The Iowa legislature is currently debating the role of on-line schools. A number of questions have been raised and must be answered if we are to proceed down this road. The first concern is to follow the money. The funding that would go to a local school district and then percolate through the local economy now would go to an out of state corporation.
There is also the question of quality. The Electronic Classroom of Tomorrow(E.C.O.T) with 10,000 students in Ohio had test scores ranking above just 14 of the 609 school districts in the state. In 2010 barely half its third graders scored proficient or better on state reading tests, compared with the state average of 80%.
The Center for Research and Education Outcome looked at results in PA, specifically the arguments about individually tailored lesson plans which are provided to teachers who typically have classes of 50-100 students. Susan Ohanian, an educational consultant, created three on-line student identities and took all the first and second grade social studies courses as a research project. When she reported that “ Johnny wasn’t getting it”, the answer from K-12( another on-line company) was “repeat the lesson until you get it right”.
Students in these schools rarely hear from their teachers. At the Insight School of Wisconsin, owned by K-12, students need only sign in on the school website once every three days to prove they were actually attending. At times K-12 has outsourced paper grading to a contractor in India.
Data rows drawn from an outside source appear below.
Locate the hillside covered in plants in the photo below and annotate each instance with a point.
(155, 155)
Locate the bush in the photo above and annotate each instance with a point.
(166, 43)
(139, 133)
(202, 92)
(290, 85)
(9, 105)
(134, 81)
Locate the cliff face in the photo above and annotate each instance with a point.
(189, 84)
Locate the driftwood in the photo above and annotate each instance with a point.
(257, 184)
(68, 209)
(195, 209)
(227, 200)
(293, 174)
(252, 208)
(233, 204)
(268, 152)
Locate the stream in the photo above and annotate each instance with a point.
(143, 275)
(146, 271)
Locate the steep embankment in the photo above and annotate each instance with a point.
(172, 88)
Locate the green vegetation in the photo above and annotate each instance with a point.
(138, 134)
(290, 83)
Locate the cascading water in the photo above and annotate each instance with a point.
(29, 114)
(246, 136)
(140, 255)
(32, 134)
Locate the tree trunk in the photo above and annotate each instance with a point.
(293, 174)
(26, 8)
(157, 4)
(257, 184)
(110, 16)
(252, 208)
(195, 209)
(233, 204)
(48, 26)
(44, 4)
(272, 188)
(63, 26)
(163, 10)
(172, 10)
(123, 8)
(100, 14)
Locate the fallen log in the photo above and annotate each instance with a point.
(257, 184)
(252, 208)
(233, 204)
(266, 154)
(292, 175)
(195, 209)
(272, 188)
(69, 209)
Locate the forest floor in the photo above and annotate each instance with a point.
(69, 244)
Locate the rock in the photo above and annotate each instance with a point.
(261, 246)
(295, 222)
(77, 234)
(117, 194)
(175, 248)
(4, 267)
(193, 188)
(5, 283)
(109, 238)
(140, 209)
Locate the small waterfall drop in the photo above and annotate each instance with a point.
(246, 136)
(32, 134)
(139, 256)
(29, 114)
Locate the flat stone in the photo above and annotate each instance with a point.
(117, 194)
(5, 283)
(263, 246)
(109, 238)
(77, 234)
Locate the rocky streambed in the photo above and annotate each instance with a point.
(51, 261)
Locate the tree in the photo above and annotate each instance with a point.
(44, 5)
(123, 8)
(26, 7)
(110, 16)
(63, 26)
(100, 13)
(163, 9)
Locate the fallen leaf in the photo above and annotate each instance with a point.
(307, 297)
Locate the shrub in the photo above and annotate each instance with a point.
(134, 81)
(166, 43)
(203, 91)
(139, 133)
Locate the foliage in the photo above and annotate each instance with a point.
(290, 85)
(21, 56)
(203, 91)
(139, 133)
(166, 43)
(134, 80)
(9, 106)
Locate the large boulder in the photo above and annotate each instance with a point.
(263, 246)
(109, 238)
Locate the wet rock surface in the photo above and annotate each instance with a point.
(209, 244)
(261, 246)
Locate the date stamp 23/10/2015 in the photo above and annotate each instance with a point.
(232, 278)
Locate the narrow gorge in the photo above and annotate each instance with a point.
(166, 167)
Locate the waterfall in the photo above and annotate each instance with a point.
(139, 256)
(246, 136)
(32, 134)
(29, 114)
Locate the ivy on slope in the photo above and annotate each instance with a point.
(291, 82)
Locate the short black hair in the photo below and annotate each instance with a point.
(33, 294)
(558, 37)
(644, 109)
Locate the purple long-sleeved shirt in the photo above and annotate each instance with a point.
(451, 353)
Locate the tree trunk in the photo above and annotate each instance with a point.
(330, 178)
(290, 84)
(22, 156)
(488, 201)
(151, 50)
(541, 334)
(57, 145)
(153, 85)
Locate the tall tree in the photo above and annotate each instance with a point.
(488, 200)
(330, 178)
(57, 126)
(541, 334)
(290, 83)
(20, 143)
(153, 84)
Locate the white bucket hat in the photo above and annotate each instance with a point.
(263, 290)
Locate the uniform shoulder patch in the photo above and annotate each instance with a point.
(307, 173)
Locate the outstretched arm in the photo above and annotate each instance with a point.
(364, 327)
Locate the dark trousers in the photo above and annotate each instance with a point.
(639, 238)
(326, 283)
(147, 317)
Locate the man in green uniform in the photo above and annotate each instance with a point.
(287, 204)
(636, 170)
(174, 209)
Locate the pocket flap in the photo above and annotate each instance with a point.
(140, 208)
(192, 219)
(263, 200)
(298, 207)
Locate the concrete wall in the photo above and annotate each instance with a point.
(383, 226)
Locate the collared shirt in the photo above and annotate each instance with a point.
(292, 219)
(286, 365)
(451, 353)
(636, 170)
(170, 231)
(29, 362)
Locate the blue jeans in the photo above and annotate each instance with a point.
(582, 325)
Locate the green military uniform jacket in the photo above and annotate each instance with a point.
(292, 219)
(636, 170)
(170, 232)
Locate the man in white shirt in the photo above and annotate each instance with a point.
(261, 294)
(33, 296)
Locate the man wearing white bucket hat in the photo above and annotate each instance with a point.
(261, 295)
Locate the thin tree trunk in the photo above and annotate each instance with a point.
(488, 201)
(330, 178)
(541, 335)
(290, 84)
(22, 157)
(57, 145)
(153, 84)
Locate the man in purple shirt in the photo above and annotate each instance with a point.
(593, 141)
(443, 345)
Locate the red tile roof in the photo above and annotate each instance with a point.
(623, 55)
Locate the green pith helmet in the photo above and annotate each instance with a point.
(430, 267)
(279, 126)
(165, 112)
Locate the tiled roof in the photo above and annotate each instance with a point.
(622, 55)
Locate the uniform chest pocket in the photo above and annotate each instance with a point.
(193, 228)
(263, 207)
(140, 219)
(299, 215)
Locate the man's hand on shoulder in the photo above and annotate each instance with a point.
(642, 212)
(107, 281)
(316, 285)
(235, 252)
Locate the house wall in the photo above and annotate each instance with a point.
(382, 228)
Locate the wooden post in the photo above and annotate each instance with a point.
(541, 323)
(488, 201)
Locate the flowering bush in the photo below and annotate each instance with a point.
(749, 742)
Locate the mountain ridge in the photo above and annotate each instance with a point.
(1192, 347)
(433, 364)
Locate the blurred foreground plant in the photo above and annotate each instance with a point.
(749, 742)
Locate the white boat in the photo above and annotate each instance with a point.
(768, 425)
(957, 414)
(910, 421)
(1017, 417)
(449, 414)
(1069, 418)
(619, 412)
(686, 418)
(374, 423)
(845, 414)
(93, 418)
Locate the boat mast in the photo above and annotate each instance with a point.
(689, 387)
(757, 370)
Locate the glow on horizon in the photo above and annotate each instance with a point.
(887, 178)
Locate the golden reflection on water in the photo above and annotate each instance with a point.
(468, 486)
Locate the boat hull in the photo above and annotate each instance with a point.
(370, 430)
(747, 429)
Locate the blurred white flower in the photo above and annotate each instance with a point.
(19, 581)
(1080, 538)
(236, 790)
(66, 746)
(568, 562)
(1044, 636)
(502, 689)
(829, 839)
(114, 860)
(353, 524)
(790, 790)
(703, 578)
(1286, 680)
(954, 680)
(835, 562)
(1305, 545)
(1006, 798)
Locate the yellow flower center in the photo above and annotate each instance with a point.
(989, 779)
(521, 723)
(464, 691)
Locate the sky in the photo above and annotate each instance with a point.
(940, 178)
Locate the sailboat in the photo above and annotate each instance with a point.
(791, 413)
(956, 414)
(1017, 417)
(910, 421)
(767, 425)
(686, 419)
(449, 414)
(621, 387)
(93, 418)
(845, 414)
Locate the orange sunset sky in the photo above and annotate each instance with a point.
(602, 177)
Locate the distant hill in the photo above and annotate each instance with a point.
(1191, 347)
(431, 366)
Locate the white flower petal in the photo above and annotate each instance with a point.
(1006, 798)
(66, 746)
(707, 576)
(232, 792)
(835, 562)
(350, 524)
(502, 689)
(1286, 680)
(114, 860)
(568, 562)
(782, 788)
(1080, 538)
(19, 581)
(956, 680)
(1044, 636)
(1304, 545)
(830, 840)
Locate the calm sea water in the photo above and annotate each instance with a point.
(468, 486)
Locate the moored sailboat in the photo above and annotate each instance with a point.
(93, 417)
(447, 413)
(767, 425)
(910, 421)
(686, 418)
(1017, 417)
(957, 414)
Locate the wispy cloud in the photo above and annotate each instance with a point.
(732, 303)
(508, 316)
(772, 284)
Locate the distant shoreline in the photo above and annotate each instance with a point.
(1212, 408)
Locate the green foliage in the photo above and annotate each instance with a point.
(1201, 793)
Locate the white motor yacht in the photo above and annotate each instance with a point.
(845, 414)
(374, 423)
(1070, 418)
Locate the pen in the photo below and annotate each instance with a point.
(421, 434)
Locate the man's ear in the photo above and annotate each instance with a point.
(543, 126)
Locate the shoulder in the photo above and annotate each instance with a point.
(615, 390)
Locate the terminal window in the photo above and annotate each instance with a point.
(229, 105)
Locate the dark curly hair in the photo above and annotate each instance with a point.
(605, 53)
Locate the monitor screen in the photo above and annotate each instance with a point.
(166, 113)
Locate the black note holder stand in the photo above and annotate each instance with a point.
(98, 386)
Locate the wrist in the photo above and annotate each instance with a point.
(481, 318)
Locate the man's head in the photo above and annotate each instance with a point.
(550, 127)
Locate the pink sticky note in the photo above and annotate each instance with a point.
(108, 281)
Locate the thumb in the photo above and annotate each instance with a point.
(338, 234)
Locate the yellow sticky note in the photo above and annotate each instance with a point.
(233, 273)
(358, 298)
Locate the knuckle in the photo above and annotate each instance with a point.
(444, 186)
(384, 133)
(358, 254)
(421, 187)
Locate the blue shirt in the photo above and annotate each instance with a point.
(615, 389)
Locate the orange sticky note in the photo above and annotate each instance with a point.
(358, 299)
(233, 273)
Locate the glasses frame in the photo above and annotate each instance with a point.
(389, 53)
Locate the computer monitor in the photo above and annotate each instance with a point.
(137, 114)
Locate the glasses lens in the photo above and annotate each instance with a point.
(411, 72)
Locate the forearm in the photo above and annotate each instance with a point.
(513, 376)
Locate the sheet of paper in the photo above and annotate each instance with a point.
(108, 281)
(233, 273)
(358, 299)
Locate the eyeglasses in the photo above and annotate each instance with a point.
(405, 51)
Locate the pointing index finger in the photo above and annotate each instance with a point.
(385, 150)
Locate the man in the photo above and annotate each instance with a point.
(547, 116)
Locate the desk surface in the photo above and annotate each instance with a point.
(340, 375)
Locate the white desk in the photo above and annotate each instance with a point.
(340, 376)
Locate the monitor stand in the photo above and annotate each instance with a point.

Angelique Smith, a parent of a student in a K-12 school for early elementary, said “ It’s more the parent teaching them”. Virtual school students started with higher test scores but ended up with learning gains that were “significantly worse” than students in traditional charter and public schools.
Finally, research shows us that the biggest factor in helping at risk students is personal contact with a caring educator, something you can’t replicate with on-line schools. Your tax money spent by districts is not going toward curriculum or teachers who get only 11-17%. A large amount is spent on advertising which public schools don’t do and the rest goes out of the district and state. Is this how you want your children and grandchildren educated? Is this how you want your tax money spent? Ask your legislator and legislative candidates where they stand on this issue.